Does this mean I'm doomed to have to constantly change things around in order to not get bored? Is that even a bad thing? I guess time will tell.

It happens to everyone

Having just read this, I'm a mixture of sadness and solidarity. Who would expect famous people to face the same uncomfortable discrimination as anyone else? I didn't, though I probably should have. It just goes to show you that fame doesn't protect you from life, or good old fashioned prejudice.

Does it hurt more when you're famous and it happens? I can see how it could be a more rude awakening when you don't normally face it. But then again, I can also see how it can be refreshing. I mean, prejudice sucks, but at least it's real! You know where they stand, unlike those who try to hide their hate behind falsehoods. So does that actually make it better? I don't know…I tend to like my illusions when they make me feel better. I've lived my life ignoring people around me, allowing me to survive. Am I really brave enough to let those old coping mechanisms go in favor of truth and reality at all times?

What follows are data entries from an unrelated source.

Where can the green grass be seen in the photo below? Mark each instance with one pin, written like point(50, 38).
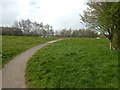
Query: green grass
point(14, 45)
point(73, 63)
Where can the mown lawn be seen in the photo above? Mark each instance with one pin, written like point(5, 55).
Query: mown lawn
point(74, 63)
point(14, 45)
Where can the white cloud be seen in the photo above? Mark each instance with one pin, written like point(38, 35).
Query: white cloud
point(58, 13)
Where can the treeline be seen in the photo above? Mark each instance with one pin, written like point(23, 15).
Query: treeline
point(28, 28)
point(78, 33)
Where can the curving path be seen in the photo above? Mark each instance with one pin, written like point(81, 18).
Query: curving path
point(13, 74)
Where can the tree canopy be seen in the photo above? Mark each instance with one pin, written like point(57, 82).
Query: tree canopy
point(104, 17)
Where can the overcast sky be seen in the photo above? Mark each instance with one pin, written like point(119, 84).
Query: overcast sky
point(58, 13)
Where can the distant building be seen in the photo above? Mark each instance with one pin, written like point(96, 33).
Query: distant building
point(10, 31)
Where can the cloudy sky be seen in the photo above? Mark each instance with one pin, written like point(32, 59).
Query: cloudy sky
point(58, 13)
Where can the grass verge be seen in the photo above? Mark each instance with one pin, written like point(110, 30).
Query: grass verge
point(74, 63)
point(14, 45)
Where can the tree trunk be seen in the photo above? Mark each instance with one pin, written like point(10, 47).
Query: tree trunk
point(110, 45)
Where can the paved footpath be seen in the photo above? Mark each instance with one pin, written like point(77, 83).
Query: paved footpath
point(13, 74)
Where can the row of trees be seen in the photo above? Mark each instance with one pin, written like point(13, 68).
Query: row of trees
point(78, 33)
point(28, 28)
point(104, 17)
point(34, 28)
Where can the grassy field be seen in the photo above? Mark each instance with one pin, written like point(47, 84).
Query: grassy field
point(73, 63)
point(14, 45)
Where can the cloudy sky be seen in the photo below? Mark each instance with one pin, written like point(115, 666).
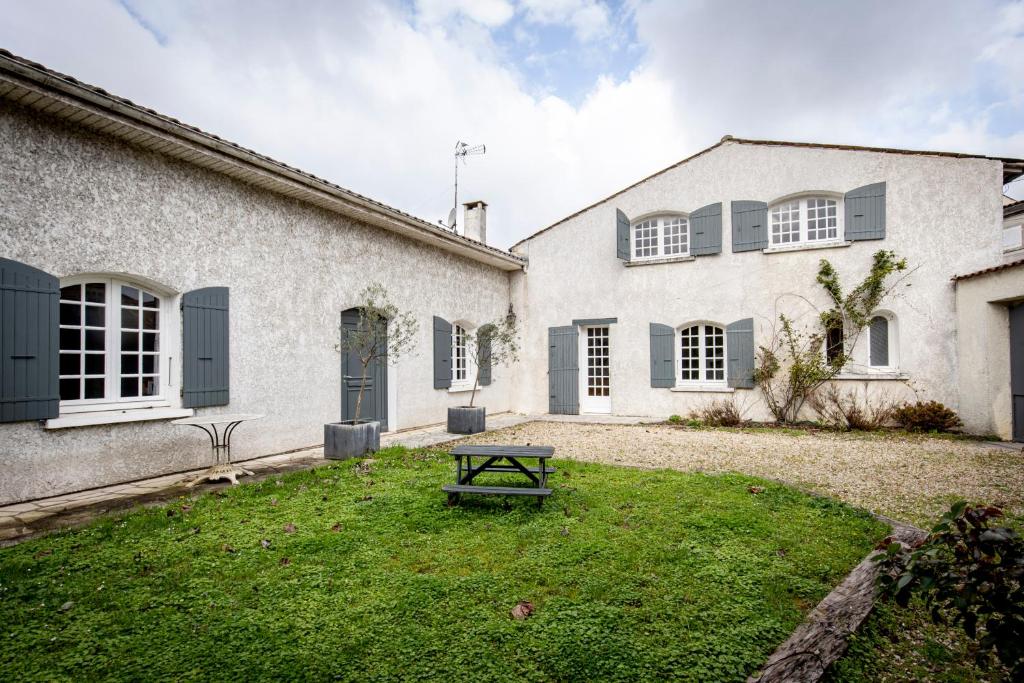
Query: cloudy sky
point(573, 98)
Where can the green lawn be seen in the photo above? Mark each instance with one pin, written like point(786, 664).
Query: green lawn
point(355, 574)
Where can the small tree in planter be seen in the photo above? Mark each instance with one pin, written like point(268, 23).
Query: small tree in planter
point(495, 343)
point(383, 335)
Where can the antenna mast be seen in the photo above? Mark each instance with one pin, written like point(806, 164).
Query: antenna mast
point(462, 150)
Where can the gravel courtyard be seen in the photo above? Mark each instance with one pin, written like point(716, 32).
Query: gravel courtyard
point(911, 479)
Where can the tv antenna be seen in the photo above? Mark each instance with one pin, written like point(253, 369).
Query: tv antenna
point(462, 150)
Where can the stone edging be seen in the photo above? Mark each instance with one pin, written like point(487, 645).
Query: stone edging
point(821, 639)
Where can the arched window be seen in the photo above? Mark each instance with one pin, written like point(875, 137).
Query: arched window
point(882, 341)
point(804, 219)
point(701, 353)
point(657, 237)
point(110, 342)
point(463, 368)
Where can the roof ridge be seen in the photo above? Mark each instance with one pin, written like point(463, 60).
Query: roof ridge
point(50, 74)
point(748, 140)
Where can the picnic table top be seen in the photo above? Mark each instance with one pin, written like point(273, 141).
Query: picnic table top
point(505, 451)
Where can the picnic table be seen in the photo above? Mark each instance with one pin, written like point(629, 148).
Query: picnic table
point(506, 459)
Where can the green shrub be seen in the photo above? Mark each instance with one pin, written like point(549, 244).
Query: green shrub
point(970, 572)
point(931, 416)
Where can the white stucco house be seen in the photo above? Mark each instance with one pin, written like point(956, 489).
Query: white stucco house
point(151, 270)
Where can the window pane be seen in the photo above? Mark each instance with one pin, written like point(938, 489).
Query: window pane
point(95, 292)
point(879, 336)
point(95, 364)
point(129, 296)
point(129, 386)
point(70, 389)
point(690, 353)
point(95, 340)
point(821, 219)
point(95, 316)
point(129, 318)
point(71, 340)
point(129, 364)
point(645, 239)
point(834, 344)
point(151, 386)
point(714, 353)
point(71, 313)
point(70, 364)
point(676, 236)
point(94, 387)
point(785, 223)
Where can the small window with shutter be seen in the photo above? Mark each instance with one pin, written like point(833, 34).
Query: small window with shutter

This is when things get hard…

A quick recommendation

I've been reading Tammy Lynn Michaels blog today, and it's just fascinating.  She has so much wisdom for 30 (or 31), it's a joy to read her writings.  Her level of fame is irrelevant, because she's a bright shining light in this world.  And I need all the bright shining lights I can get to keep mine shining.  ;-)   So check her out.  I've been reading from the bottom up, so I'm still back in spring of 05, but it's been good thus far.